By Juan O. Tamayo, jtamayo@ElNuevoHerald.com
Cuba is harboring and supporting U.S. fugitives but may be trying to distance itself from two dozen members of a Basque terrorist group who live on the island, according to the State Department’s annual Country Report on Terrorism released Thursday.
The report for 2012 is totally separate from the department’s list of state sponsors of terrorism, which now includes Cuba, Iran, Syria and Sudan and subjects those nations to a special set of U.S. economic and other sanctions.
Advocates of keeping or removing Cuba from the list awaited the 2012 report with special interest because of media reports earlier this year, flatly denied by the State Department, that Secretary of State John Kerry would take Havana off the list.

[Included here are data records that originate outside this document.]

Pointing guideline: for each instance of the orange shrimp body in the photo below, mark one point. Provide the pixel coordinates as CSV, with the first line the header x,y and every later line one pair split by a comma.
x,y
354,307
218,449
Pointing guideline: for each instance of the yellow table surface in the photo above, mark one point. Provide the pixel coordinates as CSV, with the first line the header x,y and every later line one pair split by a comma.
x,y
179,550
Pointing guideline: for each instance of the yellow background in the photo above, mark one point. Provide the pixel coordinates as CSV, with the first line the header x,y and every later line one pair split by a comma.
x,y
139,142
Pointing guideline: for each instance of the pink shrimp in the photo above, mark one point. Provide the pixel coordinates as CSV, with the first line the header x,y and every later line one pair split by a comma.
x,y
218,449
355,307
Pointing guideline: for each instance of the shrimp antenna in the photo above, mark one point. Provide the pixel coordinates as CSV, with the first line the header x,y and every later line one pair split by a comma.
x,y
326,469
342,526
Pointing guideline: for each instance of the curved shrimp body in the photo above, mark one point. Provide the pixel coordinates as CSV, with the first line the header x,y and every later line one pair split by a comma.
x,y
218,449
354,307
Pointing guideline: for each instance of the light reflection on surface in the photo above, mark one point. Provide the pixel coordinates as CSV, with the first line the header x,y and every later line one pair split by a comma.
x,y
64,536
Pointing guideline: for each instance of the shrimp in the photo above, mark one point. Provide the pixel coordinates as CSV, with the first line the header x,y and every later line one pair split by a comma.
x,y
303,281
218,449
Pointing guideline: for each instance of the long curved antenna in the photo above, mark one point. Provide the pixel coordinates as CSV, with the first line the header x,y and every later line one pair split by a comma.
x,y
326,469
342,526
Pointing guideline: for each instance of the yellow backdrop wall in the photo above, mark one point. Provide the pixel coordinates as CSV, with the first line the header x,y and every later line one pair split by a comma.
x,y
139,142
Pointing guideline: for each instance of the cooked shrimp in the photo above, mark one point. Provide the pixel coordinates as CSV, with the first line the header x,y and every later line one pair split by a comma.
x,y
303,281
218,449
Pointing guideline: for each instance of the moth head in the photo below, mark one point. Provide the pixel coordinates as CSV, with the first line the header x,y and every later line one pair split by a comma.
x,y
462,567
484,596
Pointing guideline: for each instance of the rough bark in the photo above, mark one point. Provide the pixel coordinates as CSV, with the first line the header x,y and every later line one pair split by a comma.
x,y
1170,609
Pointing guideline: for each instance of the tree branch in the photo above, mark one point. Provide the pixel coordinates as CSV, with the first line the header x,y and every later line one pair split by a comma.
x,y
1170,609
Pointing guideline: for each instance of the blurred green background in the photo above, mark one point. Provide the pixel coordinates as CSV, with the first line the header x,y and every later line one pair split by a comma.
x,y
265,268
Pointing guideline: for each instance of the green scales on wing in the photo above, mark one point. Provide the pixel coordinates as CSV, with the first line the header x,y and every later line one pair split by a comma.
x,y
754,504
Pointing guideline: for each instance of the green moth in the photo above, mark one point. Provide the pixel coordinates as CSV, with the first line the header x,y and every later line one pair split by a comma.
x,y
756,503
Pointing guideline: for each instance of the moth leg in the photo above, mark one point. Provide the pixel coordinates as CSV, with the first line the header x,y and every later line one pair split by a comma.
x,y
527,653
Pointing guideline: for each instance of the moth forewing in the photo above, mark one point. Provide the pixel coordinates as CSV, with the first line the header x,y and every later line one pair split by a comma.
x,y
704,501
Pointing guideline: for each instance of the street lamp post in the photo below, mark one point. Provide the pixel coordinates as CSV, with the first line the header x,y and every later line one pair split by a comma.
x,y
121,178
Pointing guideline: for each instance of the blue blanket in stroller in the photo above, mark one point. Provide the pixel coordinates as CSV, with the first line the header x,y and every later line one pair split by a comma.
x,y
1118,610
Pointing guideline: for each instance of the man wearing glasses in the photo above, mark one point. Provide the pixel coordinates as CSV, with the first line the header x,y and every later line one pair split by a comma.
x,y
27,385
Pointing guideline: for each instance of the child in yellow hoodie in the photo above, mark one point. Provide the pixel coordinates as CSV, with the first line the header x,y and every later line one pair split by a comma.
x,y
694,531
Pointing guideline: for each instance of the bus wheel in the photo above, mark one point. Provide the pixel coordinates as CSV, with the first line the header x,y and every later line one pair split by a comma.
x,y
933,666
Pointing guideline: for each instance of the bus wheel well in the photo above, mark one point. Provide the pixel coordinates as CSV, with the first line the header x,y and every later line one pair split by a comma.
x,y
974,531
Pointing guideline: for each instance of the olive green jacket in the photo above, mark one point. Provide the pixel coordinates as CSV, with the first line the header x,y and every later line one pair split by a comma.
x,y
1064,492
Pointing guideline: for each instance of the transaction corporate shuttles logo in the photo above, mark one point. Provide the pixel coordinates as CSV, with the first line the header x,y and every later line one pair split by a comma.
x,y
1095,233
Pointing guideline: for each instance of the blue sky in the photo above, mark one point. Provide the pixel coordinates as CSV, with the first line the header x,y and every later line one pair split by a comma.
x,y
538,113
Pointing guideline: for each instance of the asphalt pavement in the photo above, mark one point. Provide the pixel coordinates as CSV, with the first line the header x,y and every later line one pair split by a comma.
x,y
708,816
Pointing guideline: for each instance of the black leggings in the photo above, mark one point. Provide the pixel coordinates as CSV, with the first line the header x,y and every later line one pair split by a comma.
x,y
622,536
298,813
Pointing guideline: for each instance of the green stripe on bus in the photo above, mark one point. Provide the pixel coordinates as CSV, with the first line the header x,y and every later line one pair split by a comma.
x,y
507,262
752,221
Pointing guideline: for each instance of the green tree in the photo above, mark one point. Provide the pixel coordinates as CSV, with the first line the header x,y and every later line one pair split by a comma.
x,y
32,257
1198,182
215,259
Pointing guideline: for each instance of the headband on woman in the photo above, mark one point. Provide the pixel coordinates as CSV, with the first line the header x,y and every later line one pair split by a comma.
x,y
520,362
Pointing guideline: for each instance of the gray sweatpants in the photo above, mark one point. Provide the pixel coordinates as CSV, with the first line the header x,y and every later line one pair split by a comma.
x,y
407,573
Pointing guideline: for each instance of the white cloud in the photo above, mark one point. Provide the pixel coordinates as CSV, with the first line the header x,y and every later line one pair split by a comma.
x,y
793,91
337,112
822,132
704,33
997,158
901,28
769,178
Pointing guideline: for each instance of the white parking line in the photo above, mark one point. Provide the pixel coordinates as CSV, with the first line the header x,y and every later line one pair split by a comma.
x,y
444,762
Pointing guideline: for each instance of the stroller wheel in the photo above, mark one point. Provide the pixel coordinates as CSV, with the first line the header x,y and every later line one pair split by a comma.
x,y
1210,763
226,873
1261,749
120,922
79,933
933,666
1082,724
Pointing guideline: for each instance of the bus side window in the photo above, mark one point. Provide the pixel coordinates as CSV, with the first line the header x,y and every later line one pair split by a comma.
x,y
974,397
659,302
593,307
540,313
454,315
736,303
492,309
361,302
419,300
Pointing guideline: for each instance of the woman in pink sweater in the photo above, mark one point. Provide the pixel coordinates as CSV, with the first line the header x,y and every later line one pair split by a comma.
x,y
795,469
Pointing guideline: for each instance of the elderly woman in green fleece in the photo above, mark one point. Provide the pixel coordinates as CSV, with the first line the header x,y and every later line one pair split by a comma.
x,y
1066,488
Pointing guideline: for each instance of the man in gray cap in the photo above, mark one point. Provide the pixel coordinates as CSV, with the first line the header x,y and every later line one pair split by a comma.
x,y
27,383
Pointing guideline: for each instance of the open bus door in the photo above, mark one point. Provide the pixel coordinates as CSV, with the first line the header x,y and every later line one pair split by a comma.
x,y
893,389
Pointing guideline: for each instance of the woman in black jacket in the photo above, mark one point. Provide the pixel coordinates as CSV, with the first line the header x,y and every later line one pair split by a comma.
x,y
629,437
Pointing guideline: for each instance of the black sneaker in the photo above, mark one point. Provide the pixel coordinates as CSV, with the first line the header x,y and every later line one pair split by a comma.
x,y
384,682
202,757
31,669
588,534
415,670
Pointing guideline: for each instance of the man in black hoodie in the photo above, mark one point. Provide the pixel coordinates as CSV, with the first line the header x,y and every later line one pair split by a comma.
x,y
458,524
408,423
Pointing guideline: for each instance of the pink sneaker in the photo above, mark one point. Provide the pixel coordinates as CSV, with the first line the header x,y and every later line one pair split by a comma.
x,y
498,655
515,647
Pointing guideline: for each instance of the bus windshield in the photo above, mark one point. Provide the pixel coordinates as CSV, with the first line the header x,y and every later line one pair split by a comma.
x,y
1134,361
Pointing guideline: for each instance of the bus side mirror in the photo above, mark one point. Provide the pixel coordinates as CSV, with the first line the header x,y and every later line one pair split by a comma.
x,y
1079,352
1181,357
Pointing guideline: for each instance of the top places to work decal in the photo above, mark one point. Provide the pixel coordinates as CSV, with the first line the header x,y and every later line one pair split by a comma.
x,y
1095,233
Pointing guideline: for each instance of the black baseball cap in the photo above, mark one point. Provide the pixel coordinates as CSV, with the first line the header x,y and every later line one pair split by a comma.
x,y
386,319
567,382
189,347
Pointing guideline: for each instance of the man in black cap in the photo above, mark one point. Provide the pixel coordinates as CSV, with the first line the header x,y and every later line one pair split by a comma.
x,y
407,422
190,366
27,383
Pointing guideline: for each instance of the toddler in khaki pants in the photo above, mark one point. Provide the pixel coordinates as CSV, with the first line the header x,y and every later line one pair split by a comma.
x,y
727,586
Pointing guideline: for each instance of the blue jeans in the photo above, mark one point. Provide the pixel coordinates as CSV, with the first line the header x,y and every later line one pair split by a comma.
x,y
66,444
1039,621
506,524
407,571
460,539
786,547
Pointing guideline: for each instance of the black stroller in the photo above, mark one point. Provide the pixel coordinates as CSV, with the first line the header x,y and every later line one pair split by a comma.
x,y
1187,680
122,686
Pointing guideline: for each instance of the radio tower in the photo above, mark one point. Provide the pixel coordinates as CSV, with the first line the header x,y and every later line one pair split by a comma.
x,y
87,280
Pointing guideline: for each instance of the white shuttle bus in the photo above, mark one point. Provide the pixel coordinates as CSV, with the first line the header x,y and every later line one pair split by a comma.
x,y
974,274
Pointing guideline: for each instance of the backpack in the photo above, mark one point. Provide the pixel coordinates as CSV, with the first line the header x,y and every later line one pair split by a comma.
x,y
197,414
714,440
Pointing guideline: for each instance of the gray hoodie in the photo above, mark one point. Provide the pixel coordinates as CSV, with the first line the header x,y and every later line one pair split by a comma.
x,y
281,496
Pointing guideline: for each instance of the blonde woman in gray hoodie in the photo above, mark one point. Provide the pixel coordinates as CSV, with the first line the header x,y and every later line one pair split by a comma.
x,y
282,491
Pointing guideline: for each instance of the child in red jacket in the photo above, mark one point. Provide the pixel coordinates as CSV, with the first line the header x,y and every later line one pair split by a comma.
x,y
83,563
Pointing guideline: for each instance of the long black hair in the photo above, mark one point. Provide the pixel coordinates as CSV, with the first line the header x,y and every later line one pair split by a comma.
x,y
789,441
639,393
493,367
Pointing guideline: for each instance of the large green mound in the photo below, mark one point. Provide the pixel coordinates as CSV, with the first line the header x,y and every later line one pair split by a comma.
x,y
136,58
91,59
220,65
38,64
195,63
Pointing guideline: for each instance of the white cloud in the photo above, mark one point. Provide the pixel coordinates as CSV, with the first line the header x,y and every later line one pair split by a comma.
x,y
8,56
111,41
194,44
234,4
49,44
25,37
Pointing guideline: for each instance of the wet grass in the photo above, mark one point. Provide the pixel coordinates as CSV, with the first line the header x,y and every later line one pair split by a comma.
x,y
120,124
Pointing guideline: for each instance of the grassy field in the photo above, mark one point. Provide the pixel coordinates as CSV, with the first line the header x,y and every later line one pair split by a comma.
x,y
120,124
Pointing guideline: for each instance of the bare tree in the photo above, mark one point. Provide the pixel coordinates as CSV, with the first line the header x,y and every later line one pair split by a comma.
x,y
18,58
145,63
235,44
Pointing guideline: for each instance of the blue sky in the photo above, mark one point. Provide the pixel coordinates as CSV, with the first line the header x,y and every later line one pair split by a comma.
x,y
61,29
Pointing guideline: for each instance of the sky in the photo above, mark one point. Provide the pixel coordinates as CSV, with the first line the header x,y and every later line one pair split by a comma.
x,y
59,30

The Cuba section of the 2012 report appeared to be similar to the section in 2011, with both noting that Havana authorities are continuing to harbor fugitives wanted in the United States and supporting them with housing, ration books and medical care.
One such fugitive is Joanne Chesimard, on the FBI’s “most wanted terrorist” list since 2005. A Black Panther who was convicted in the 1973 murder of New Jersey State Trooper, she escaped from prison in 1979 and turned up in Havana in 1984. The FBI hiked the reward offered for her capture to $2 million in April.
“There was no indication that the Cuban government provided weapons or paramilitary training to terrorist groups,” the 2012 report said, in wording almost exactly the same as in the 2011 report.
Both reports also noted “suggestions” that Havana has tried to distance itself from members of Spain’s Basque Homeland and Liberty (ETA), classified by Washington as a terrorist group, who live in Cuba by “not providing services, including travel documents, to some of them.”
The 2012 version adds that two dozen ETA members are living in Cuba.
Members of the Revolutionary Armed Forces of Colombia, also classified as a terror group, received refuge in Cuba in past years, according to the latest version. The 2011 report noted that FARC members had received medical assistance. The FARC and Colombian government are currently holding peace talks in Havana.
Both reports also noted that the U.S. Financial Actions Task Force has identified Cuba as having “strategic … deficiencies” in the fight against terrorism financing and money laundering. The latest report adds that Cuba has now joined a regional body designed for that purpose.
Cuba has been on the separate U.S. list of state sponsors of terrorism since 1982. Havana also is on a separate U.S. government list, with Venezuela and others, of countries that are not “cooperating fully with United States antiterrorism efforts.”
To remove Cuba from the list of state sponsors, the White House is required to notify the U.S. Congress that Cuba has not engaged in terrorism for some time and promised not to do so again.